C'est exactement la même logique que celle utilisée pour attribuer la note B- à Strategy.
Résumé
En réalité, ce n'est pas compliqué : la racine du problème réside dans le fait qu'ils continuent d'utiliser des modèles d'évaluation d'ancienne génération pour mesurer des formes d'actifs de nouvelle génération.
Les institutions financières traditionnelles ne manquent pas de professionnalisme, elles restent simplement attachées à leur propre langage de pensée éprouvé.

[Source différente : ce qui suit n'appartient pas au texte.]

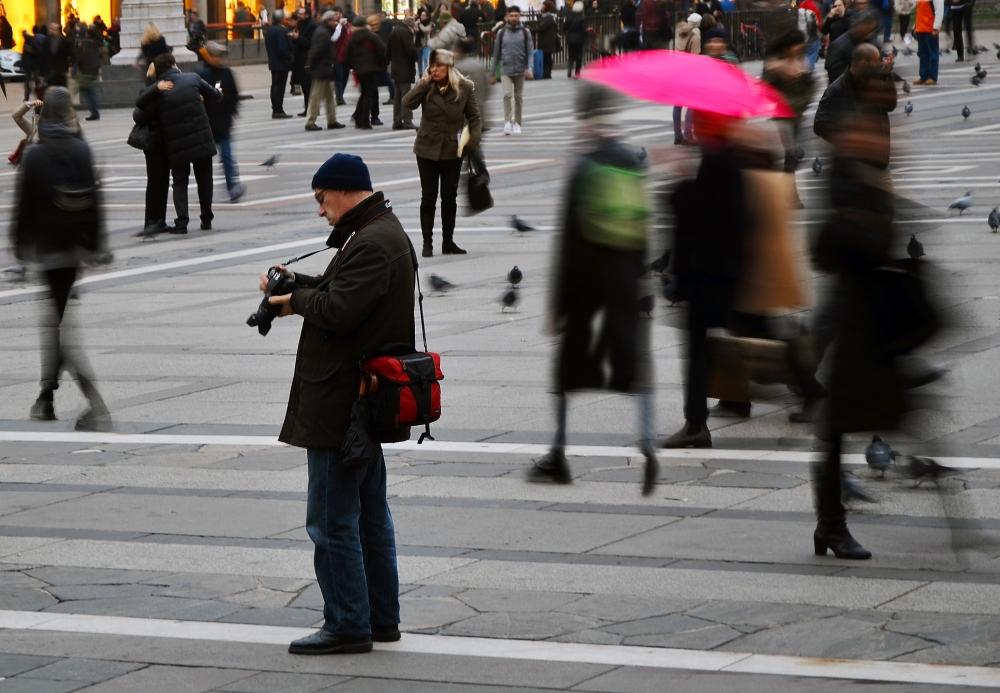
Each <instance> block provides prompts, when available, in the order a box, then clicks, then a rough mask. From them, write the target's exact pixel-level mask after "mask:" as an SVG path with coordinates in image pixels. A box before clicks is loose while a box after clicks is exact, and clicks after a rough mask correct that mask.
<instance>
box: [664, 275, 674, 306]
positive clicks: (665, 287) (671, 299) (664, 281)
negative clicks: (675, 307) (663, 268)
mask: <svg viewBox="0 0 1000 693" xmlns="http://www.w3.org/2000/svg"><path fill="white" fill-rule="evenodd" d="M660 284H661V285H662V286H661V288H660V295H661V296H663V298H665V299H667V300H668V301H670V305H674V304H675V303H677V283H676V282H674V280H673V279H671V278H670V277H668V276H667V275H665V274H664V275H661V276H660Z"/></svg>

Dans leur système de référence, un actif de qualité doit générer des flux de trésorerie prévisibles, une activité saine doit pouvoir fonctionner de manière stable dans un environnement à faible volatilité, et sa valorisation doit strictement suivre l'analyse des sociétés comparables ou le modèle des flux de revenus.
Cependant, les sociétés émergentes de type trésorerie crypto racontent une toute autre histoire. Leur logique centrale est la suivante : « Nous ne dépendons pas des flux de trésorerie opérationnels traditionnels pour soutenir la valeur de nos actifs, mais nous obtenons une forte capacité de financement et la confiance du marché grâce à une structure d'actifs innovante. » Il ne s'agit pas d'une simple question de juste ou faux, mais d'un profond changement de paradigme.
Ainsi, la note B- attribuée par S&P à Strategy n'est pas en soi l'élément clé. Le véritable signal symbolique est le suivant : le nouveau modèle représenté par la trésorerie bitcoin a atteint un stade où le système de notation traditionnel ne peut plus l'ignorer et doit tenter de l'« expliquer ».
Mais il faut garder à l'esprit que « expliquer » ne signifie pas « comprendre », « comprendre » ne signifie pas « accepter », et « accepter » ne veut pas dire l'intégrer dans le cadre dominant. L'évolution cognitive de l'ancien système sera aussi lente qu'un glacier — il finira par se réveiller, mais jamais du jour au lendemain.
L'histoire a maintes fois prouvé que de nouveaux équilibres de marché se forment souvent alors que l'ancien système est encore « à moitié endormi ».
Inscrire le bitcoin au bilan des entreprises est déjà passé d'une expérimentation pionnière à un fait établi. Que le monde traditionnel le reconnaisse, l'accepte, ou le comprenne vraiment, ce n'est qu'une question de temps.